Guardo el recuerdo cuando el cabro Miguel tocaba sentado en la entrada del 118 y los adultos circulantes lo miraban con cierta extrañeza debido a su talento. Para nosotros era simplemente el Miguel, cabro pelotero.
En otra oportunidad, cansados de jugar, respirando el humo de Caletones, soportando nuestra sudoración y la tierra levantada de la cancha, fantaseamos con Miguel las mejores estrategias para atrapar o engañar a los hermanos Montecinos, líderes de la pandilla del camarote 40 y eficientes lanzadores de piedrazos. Eran planes peregrinos, ricos en ingenuidad e inocencia, pero sabrosos de imaginería infantil.

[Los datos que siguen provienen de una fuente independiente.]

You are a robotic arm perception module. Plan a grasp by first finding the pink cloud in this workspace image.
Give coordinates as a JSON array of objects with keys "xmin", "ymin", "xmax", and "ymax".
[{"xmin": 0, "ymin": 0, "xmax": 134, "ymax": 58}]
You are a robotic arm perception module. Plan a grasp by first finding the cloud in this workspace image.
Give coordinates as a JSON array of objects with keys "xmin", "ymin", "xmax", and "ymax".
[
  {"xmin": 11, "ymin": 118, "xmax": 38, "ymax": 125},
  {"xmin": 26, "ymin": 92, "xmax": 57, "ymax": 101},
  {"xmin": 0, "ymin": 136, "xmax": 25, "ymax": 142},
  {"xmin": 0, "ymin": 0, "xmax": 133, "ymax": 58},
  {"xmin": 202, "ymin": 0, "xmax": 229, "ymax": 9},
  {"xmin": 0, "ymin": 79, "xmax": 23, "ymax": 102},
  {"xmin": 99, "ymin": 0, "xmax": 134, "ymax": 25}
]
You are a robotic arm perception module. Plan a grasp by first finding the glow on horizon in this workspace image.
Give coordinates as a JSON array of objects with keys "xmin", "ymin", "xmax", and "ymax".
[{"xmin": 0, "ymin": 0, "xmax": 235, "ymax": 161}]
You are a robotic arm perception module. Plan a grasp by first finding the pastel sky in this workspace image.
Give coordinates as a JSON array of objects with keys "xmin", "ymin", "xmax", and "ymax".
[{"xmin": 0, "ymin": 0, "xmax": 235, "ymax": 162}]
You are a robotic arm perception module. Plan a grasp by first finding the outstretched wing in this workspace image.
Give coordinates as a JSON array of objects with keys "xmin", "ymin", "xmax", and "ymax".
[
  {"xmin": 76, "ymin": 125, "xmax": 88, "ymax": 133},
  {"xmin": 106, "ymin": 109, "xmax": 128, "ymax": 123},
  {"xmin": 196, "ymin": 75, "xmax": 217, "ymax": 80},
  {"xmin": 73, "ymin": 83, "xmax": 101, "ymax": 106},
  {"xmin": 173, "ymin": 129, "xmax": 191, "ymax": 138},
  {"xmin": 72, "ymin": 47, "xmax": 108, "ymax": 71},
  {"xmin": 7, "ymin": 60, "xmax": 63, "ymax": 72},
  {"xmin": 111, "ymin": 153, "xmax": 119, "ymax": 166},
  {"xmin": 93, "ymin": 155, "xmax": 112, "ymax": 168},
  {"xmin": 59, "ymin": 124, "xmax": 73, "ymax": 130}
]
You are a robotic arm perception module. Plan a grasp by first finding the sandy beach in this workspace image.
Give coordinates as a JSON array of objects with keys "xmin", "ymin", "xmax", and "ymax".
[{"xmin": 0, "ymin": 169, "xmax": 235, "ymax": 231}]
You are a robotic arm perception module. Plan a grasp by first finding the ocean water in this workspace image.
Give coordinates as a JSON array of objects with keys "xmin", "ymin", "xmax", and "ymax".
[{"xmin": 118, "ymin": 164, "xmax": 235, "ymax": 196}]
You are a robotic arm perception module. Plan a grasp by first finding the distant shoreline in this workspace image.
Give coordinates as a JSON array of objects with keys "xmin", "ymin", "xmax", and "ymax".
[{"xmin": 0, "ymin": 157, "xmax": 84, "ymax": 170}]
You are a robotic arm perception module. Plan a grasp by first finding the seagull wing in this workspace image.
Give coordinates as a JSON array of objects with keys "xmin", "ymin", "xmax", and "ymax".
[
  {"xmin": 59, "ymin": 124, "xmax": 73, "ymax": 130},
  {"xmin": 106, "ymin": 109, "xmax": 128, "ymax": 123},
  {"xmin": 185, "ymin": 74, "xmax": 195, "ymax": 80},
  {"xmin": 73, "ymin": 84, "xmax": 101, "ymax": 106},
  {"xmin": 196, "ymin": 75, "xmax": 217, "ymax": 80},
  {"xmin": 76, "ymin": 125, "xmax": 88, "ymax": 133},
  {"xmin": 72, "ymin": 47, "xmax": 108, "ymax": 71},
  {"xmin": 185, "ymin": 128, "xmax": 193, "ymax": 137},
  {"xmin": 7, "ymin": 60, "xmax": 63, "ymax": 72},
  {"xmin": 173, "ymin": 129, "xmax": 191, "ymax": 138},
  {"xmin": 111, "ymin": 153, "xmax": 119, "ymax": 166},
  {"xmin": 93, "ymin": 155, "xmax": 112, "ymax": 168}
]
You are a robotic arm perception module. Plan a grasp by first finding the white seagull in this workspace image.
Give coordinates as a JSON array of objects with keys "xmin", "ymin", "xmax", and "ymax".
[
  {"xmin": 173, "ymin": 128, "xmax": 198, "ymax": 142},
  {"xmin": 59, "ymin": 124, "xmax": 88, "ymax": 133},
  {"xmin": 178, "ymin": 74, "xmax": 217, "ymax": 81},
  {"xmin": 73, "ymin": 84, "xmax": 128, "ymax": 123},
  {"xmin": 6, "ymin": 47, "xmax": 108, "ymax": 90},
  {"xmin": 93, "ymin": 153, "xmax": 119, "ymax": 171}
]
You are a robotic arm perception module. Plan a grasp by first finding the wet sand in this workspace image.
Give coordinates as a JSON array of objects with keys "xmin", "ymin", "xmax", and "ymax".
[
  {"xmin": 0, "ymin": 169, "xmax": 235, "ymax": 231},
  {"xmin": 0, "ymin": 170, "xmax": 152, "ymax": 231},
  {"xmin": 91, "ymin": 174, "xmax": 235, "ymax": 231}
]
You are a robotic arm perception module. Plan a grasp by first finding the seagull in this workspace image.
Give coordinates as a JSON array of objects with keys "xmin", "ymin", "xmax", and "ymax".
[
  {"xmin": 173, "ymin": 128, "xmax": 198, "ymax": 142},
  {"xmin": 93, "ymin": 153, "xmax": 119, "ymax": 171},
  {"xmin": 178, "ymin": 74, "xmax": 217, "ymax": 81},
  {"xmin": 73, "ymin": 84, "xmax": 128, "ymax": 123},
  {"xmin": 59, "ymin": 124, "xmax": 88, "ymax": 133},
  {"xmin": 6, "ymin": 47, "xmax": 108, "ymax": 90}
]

Un día cualquiera, dejó de asistir a la cancha. Dejamos de verlo. Quizás lo echamos de menos. No lo recuerdo. Nunca le preguntamos su apellido, nunca le preguntamos dónde vivía ni dónde estudiaba. Y, sin datos, ya no será posible ubicarlo jamás en las redes sociales.
Con la distancia de los años, rememoramos y apreciamos con el Yelo su inteligencia musical y la soltura que exhibía para circular por las calles y escalas repartiendo sencillamente sus melodías, como un regalo excepcional, como si fuera un pequeño personaje de un cuento de antaño.
Era como un himno de los años de oro del campamento.